NetBSD Problem Report #40389
From www@NetBSD.org Tue Jan 13 17:24:58 2009
Return-Path: <www@NetBSD.org>
Received: from mail.netbsd.org (mail.netbsd.org [204.152.190.11])
by narn.NetBSD.org (Postfix) with ESMTP id 7FF4363BF57
for <gnats-bugs@gnats.netbsd.org>; Tue, 13 Jan 2009 17:24:58 +0000 (UTC)

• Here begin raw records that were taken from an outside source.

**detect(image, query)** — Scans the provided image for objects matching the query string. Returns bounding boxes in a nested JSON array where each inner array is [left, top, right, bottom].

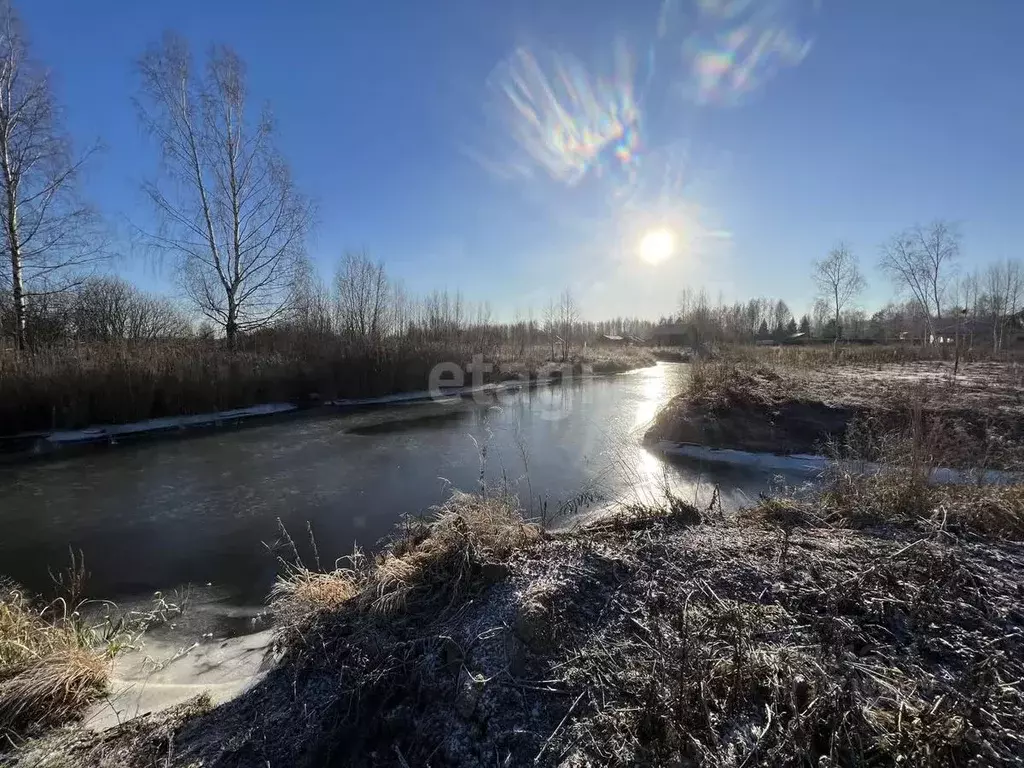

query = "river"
[[0, 363, 797, 636]]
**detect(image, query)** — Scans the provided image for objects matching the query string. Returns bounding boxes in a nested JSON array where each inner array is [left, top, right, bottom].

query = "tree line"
[[659, 221, 1022, 353], [0, 0, 1019, 357]]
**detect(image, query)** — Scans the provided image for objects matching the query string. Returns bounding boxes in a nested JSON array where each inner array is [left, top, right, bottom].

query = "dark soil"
[[648, 392, 861, 454]]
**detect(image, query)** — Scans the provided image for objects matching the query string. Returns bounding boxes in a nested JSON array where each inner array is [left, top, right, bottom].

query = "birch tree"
[[136, 35, 311, 347], [0, 0, 103, 349], [880, 221, 960, 339], [984, 259, 1023, 352], [813, 244, 865, 341], [558, 288, 579, 360]]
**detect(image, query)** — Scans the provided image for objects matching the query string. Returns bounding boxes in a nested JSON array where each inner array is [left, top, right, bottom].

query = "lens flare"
[[679, 0, 813, 104], [471, 0, 815, 316], [478, 0, 814, 184], [638, 228, 676, 266], [486, 44, 641, 186]]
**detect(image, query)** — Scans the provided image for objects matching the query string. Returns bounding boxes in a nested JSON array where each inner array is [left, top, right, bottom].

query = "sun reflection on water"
[[633, 365, 668, 429]]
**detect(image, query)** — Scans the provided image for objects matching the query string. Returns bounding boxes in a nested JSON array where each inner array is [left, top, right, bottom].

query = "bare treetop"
[[813, 243, 865, 340], [135, 34, 311, 345]]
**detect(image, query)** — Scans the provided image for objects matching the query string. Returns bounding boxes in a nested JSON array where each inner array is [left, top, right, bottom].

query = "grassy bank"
[[0, 342, 655, 436], [647, 357, 1024, 468], [0, 571, 190, 751], [12, 479, 1023, 766], [0, 585, 109, 743], [716, 341, 1020, 368]]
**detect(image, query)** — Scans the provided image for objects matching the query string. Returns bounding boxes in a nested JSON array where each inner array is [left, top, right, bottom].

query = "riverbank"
[[0, 350, 657, 462], [0, 341, 656, 437], [9, 486, 1024, 766], [646, 358, 1024, 469]]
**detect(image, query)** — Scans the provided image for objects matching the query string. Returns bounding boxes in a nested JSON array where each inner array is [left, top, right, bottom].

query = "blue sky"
[[20, 0, 1024, 321]]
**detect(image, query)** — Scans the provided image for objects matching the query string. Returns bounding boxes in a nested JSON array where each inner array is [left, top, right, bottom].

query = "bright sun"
[[637, 228, 676, 266]]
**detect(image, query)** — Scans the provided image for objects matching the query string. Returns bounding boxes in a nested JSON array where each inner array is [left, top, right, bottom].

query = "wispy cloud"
[[484, 43, 641, 186]]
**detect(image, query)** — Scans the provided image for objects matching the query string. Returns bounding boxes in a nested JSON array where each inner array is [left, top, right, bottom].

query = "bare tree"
[[771, 299, 791, 338], [811, 298, 831, 337], [334, 250, 396, 348], [951, 270, 981, 349], [543, 298, 558, 360], [880, 221, 960, 339], [0, 0, 103, 349], [983, 258, 1023, 352], [136, 35, 311, 348], [557, 289, 580, 360], [289, 256, 332, 337], [813, 244, 865, 341], [73, 275, 189, 341], [914, 221, 960, 321], [419, 288, 463, 343]]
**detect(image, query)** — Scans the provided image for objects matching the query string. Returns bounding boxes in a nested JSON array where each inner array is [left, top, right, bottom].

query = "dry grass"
[[165, 497, 1024, 767], [273, 492, 541, 625], [819, 459, 1024, 540], [686, 358, 782, 413], [580, 346, 656, 373], [0, 340, 654, 436], [719, 342, 1019, 369], [745, 481, 1024, 540], [795, 397, 1021, 538], [0, 587, 108, 742], [8, 693, 214, 768], [510, 513, 1024, 767]]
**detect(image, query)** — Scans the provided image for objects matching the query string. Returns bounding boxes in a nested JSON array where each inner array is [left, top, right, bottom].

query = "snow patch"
[[46, 403, 297, 445], [653, 441, 1020, 485]]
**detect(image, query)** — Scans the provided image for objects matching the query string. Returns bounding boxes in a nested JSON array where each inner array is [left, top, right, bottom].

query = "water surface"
[[0, 363, 797, 632]]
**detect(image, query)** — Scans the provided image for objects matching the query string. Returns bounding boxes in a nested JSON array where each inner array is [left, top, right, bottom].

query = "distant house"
[[782, 332, 809, 345], [933, 312, 1024, 348], [650, 323, 690, 347], [599, 334, 627, 345]]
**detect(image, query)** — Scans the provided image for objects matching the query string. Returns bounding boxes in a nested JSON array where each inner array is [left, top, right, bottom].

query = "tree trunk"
[[833, 289, 840, 349], [6, 187, 25, 351], [9, 244, 25, 351], [226, 293, 238, 350]]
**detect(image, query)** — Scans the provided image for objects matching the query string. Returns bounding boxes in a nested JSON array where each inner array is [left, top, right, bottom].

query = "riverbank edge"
[[10, 491, 1024, 767], [643, 359, 1024, 469], [643, 363, 859, 457], [0, 364, 658, 464]]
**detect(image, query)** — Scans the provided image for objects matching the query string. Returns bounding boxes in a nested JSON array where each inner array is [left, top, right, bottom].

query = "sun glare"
[[638, 228, 676, 266]]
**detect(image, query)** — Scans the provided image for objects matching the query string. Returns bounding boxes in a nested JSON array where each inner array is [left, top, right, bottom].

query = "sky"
[[18, 0, 1024, 321]]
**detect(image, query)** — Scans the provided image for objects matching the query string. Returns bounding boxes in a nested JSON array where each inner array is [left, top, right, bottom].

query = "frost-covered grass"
[[0, 585, 108, 741], [7, 481, 1024, 766], [23, 489, 1019, 767], [720, 341, 1020, 368], [272, 491, 541, 626]]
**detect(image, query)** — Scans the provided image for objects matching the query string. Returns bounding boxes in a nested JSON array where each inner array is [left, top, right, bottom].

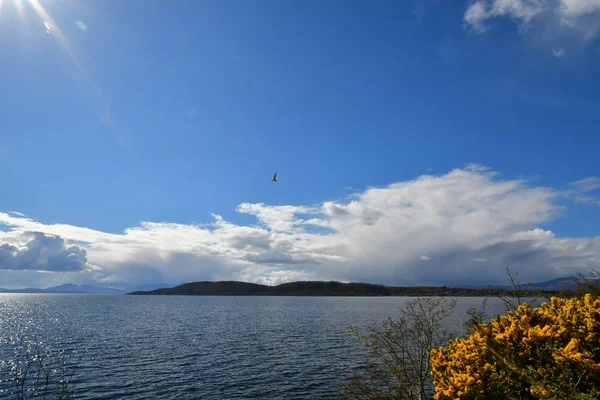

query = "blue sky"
[[1, 0, 599, 288]]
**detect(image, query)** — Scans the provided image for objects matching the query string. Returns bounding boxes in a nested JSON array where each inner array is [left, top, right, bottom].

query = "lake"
[[0, 294, 520, 399]]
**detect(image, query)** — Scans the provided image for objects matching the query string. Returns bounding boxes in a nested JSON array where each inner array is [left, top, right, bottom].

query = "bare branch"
[[345, 297, 455, 400]]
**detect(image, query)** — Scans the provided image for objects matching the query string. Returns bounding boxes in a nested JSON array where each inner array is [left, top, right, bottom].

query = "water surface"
[[0, 294, 516, 399]]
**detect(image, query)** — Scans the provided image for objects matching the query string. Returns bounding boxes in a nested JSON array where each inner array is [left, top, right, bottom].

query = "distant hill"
[[127, 279, 580, 297], [530, 277, 581, 291], [459, 277, 581, 291], [0, 284, 124, 294], [0, 282, 174, 294], [0, 277, 587, 296], [129, 280, 392, 296]]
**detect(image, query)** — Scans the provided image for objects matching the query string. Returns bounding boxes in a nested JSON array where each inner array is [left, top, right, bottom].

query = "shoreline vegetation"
[[344, 267, 600, 399], [126, 279, 577, 297]]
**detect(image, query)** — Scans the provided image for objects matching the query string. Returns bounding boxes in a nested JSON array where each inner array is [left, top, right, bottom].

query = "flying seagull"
[[271, 173, 278, 182]]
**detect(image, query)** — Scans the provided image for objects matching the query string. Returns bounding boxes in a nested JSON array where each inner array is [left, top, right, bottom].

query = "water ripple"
[[0, 294, 509, 399]]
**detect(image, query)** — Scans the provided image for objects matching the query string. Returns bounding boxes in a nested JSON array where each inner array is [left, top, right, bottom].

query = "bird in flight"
[[271, 173, 278, 182]]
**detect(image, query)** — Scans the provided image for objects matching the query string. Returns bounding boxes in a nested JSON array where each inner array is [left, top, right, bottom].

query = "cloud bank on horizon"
[[1, 166, 599, 289]]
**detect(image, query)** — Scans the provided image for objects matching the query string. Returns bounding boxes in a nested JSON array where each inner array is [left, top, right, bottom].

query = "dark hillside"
[[128, 280, 571, 297]]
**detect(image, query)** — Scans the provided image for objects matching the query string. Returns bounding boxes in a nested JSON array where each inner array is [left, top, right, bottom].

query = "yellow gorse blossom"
[[430, 294, 600, 399]]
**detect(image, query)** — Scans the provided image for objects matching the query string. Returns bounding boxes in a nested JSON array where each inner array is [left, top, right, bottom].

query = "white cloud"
[[465, 1, 492, 32], [0, 231, 93, 272], [552, 47, 566, 56], [570, 177, 600, 206], [560, 0, 600, 17], [236, 203, 318, 232], [1, 166, 599, 287], [572, 177, 600, 192], [574, 195, 600, 206], [464, 0, 600, 40], [464, 0, 548, 32]]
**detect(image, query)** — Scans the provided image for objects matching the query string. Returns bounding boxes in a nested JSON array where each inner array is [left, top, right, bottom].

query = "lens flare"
[[43, 21, 53, 33], [75, 19, 86, 31]]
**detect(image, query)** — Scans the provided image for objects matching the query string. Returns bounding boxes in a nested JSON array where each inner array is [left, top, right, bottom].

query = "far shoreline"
[[126, 280, 573, 297]]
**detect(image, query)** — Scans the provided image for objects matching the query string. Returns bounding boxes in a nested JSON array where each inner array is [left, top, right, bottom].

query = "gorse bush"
[[430, 294, 600, 399], [346, 266, 600, 399]]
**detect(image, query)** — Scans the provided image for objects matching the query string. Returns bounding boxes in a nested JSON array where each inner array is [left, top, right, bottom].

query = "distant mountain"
[[128, 279, 579, 297], [0, 284, 124, 294], [50, 284, 125, 294], [125, 282, 173, 293], [0, 287, 45, 293], [0, 282, 175, 294], [459, 277, 582, 291]]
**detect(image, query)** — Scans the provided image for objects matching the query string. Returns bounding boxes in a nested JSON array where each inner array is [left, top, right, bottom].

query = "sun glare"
[[3, 0, 106, 125], [14, 0, 24, 17], [2, 0, 86, 72]]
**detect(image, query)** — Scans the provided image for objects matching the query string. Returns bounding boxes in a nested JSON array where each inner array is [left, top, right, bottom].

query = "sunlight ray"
[[28, 0, 82, 73], [14, 0, 25, 21], [27, 0, 102, 97]]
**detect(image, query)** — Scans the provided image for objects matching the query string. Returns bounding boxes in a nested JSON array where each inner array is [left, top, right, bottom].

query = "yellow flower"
[[431, 294, 600, 399]]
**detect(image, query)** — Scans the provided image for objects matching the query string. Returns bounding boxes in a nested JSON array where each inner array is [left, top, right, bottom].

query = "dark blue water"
[[0, 295, 510, 399]]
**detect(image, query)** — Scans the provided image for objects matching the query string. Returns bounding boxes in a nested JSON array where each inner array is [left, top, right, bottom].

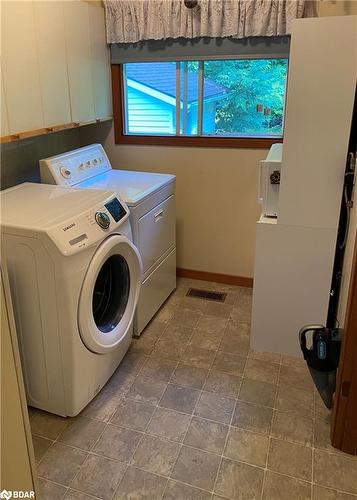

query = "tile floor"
[[30, 278, 357, 500]]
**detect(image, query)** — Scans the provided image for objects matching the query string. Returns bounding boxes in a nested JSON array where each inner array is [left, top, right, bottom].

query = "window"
[[112, 58, 288, 148]]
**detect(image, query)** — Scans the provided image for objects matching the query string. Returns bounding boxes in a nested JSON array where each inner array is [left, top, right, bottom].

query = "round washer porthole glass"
[[92, 255, 130, 333]]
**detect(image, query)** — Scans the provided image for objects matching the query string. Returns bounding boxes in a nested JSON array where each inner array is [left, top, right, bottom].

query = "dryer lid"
[[74, 169, 176, 207]]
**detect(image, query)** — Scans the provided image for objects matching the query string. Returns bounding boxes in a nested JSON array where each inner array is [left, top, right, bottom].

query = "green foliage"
[[192, 59, 288, 136]]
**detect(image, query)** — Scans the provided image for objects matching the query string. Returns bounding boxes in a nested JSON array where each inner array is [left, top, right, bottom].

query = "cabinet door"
[[33, 1, 71, 127], [64, 1, 95, 124], [1, 1, 43, 133], [88, 3, 112, 120], [1, 74, 9, 137]]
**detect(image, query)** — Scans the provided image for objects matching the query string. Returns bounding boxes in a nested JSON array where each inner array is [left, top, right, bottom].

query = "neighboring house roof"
[[126, 62, 228, 105]]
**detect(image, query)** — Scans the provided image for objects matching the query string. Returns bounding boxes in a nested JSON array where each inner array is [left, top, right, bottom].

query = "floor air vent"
[[186, 288, 226, 302]]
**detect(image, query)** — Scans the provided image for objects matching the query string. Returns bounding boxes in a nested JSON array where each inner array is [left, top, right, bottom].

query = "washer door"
[[78, 235, 142, 354]]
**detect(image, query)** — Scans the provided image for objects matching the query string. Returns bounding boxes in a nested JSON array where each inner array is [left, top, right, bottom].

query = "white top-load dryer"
[[40, 144, 176, 335], [0, 183, 142, 416]]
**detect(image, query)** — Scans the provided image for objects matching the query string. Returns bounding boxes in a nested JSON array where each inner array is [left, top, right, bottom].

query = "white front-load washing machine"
[[40, 144, 176, 336], [0, 183, 142, 417]]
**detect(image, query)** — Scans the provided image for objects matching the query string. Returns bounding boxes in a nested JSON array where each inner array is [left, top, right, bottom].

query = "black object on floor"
[[186, 288, 227, 303], [299, 325, 343, 409]]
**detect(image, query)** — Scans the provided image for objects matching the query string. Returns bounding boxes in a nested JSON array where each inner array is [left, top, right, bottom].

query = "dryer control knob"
[[95, 212, 110, 229], [60, 166, 71, 179]]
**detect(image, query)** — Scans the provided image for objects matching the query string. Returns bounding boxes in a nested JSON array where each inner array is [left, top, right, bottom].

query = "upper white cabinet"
[[88, 2, 112, 120], [1, 1, 44, 134], [1, 0, 112, 140], [33, 1, 71, 127], [64, 1, 95, 125]]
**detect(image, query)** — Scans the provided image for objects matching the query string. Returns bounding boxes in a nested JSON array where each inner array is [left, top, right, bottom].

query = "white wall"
[[317, 0, 357, 17], [80, 3, 357, 280], [80, 122, 264, 278]]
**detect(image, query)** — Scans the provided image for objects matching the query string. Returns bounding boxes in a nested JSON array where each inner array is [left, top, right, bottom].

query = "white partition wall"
[[252, 220, 337, 356], [251, 16, 357, 356], [279, 16, 357, 230]]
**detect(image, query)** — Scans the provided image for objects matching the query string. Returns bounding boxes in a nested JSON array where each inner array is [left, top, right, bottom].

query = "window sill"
[[113, 134, 283, 149]]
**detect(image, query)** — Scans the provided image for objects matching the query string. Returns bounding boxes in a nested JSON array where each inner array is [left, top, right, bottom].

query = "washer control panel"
[[47, 195, 129, 255], [104, 197, 127, 222], [40, 144, 112, 187], [95, 211, 111, 229]]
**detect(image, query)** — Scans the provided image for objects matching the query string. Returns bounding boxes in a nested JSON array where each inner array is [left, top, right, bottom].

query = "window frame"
[[111, 64, 284, 149]]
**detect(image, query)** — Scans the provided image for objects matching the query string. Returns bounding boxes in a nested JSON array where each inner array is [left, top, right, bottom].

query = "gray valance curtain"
[[103, 0, 316, 44]]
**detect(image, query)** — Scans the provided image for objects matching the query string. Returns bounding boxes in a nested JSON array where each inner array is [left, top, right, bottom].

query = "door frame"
[[331, 230, 357, 454], [1, 263, 38, 494]]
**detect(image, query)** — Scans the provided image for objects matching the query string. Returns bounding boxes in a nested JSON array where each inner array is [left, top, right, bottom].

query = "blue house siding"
[[126, 87, 175, 135], [126, 86, 219, 135]]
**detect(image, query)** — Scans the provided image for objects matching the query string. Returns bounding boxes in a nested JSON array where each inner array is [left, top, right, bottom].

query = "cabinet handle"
[[154, 209, 164, 221]]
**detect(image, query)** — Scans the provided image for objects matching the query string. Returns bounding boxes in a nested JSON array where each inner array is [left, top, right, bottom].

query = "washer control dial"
[[60, 166, 71, 179], [95, 211, 110, 229]]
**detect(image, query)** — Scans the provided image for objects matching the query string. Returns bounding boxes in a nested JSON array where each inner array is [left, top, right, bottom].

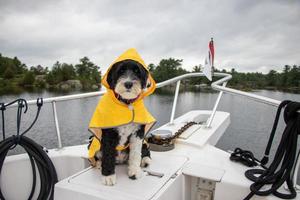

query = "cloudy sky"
[[0, 0, 299, 73]]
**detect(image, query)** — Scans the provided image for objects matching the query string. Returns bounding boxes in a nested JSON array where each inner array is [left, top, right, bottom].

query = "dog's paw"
[[141, 156, 151, 168], [128, 166, 143, 180], [102, 174, 116, 186]]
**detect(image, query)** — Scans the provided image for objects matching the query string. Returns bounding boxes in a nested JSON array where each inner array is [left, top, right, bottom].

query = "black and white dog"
[[98, 60, 151, 185]]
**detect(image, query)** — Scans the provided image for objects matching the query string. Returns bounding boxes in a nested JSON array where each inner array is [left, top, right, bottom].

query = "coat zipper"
[[128, 104, 134, 123]]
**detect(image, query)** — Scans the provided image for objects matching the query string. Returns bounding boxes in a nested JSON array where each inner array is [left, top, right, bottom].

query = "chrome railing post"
[[52, 101, 63, 149], [170, 80, 181, 124], [206, 82, 227, 128]]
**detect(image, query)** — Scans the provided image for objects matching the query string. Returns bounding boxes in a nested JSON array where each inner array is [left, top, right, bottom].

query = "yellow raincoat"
[[88, 48, 156, 165]]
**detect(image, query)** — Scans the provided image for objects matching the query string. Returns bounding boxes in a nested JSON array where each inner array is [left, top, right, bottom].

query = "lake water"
[[1, 89, 300, 167]]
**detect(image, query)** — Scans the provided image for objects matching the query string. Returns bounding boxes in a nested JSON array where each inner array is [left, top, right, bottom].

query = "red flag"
[[209, 39, 214, 67], [203, 38, 215, 81]]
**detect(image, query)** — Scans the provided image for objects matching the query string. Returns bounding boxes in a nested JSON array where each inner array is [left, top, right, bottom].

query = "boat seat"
[[54, 153, 188, 200]]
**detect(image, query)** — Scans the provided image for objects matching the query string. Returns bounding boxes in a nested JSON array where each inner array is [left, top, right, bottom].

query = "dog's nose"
[[124, 81, 133, 89]]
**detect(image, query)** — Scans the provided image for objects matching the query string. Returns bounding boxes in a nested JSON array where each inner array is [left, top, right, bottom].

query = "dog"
[[88, 49, 156, 186]]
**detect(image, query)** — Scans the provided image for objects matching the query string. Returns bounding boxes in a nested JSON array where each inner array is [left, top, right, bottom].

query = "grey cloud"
[[0, 0, 299, 73]]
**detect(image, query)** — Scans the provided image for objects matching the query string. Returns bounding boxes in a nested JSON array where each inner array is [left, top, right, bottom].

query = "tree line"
[[0, 53, 101, 94], [148, 58, 300, 92], [0, 53, 299, 95]]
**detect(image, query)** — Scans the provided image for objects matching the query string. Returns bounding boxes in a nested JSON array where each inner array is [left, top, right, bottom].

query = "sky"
[[0, 0, 299, 74]]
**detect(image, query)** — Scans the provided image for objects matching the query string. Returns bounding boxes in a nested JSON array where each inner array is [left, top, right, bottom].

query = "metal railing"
[[4, 72, 299, 142], [3, 72, 300, 188], [4, 72, 292, 148], [3, 72, 231, 148]]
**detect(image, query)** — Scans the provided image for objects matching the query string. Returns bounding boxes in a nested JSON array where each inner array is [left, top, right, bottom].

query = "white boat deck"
[[1, 110, 297, 200]]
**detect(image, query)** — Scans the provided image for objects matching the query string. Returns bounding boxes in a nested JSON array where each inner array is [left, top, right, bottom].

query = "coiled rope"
[[0, 98, 58, 200], [231, 100, 300, 199]]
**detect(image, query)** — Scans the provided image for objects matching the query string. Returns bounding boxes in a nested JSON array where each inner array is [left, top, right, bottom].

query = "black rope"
[[260, 100, 291, 165], [230, 148, 266, 169], [230, 100, 292, 170], [231, 100, 300, 200], [0, 98, 58, 200]]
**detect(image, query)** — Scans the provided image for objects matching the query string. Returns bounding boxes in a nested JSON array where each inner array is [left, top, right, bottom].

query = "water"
[[0, 89, 300, 161]]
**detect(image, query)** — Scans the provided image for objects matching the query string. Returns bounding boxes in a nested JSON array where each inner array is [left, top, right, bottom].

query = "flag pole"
[[206, 38, 227, 128]]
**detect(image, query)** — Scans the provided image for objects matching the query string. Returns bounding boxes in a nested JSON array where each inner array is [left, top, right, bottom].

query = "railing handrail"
[[4, 72, 225, 107], [2, 72, 286, 109], [211, 73, 281, 107], [2, 72, 285, 109]]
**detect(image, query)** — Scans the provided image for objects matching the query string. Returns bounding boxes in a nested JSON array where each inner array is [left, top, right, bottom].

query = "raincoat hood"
[[87, 48, 156, 166], [102, 48, 156, 97]]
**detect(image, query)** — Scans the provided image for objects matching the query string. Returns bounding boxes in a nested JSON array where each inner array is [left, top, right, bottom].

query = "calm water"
[[0, 89, 300, 161]]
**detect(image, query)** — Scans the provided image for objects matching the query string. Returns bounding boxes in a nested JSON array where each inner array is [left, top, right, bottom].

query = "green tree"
[[190, 65, 208, 85], [286, 65, 300, 87], [13, 57, 26, 74], [75, 57, 101, 84], [148, 63, 156, 73], [228, 68, 239, 86], [23, 71, 35, 85], [90, 67, 101, 84], [0, 55, 27, 78], [3, 67, 14, 79], [231, 68, 236, 74], [46, 61, 63, 84], [151, 58, 187, 82], [193, 65, 201, 72], [281, 65, 291, 87], [266, 70, 278, 87], [76, 57, 94, 78], [0, 58, 15, 77], [30, 65, 47, 75], [45, 72, 55, 85], [61, 63, 76, 81]]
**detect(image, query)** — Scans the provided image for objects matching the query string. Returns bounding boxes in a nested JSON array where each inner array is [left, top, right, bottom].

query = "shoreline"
[[1, 85, 299, 97]]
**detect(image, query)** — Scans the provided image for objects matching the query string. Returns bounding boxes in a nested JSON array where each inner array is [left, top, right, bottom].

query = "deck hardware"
[[196, 178, 215, 200], [171, 173, 178, 179], [148, 121, 199, 151], [144, 170, 164, 178]]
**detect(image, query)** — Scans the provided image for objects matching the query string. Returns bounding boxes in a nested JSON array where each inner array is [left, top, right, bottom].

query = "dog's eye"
[[133, 68, 139, 74]]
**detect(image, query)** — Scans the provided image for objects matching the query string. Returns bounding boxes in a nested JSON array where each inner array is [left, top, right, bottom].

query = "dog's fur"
[[96, 60, 151, 186]]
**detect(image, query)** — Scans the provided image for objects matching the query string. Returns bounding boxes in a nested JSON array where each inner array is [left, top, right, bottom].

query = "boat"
[[0, 72, 299, 200]]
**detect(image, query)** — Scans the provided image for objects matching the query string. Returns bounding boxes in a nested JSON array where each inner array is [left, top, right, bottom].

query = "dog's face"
[[107, 60, 148, 100]]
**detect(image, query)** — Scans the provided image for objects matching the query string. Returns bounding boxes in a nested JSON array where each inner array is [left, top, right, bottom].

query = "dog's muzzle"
[[124, 81, 133, 89]]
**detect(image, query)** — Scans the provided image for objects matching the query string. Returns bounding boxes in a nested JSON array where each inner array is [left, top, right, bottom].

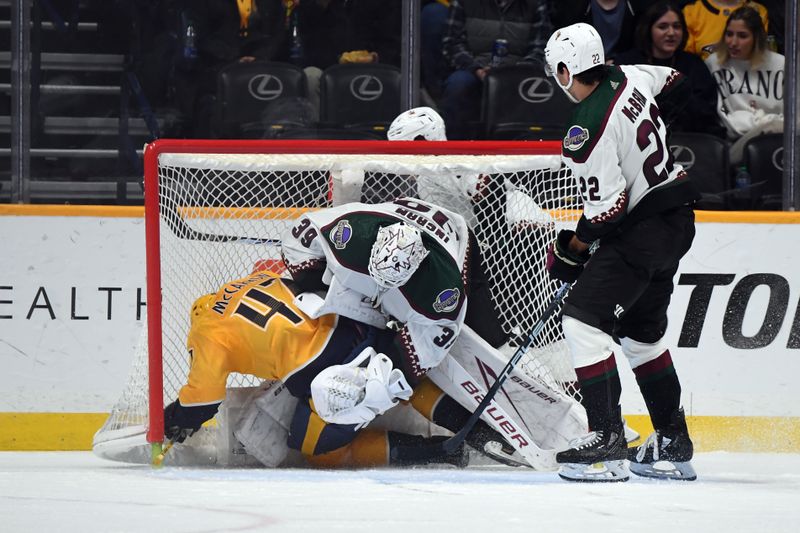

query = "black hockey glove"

Message-Id: <20090113172458.200B263B884@narn.NetBSD.org>
Date: Tue, 13 Jan 2009 17:24:58 +0000 (UTC)
From: pooka@iki.fi
Reply-To: pooka@iki.fi
To: gnats-bugs@NetBSD.org
Subject: page busy vs. glock deadlock
X-Send-Pr-Version: www-1.0
>Number: 40389
>Category: kern
>Synopsis: page busy vs. glock deadlock
>Confidential: no
>Severity: serious
>Priority: low
>Responsible: kern-bug-people
>State: closed
>Class: sw-bug
>Submitter-Id: net
>Arrival-Date: Tue Jan 13 17:25:00 +0000 2009
>Closed-Date: Wed Sep 01 17:10:12 +0000 2010
>Last-Modified: Tue Sep 07 19:35:04 +0000 2010
>Originator: Antti Kantee
>Release:
>Organization:
>Environment:
>Description:
Simon reported a problem where he's writing to a file (log of build -j4)
and repeatedly doing tail -5000. He says that this causes hangs sooner
or later.
Upon examination, it seems that writing to the log goes through
ufs_balloc_range(), which busies the new pages it wants to enlarge the
file to and then takes the genfs node lock to do actual block allocation.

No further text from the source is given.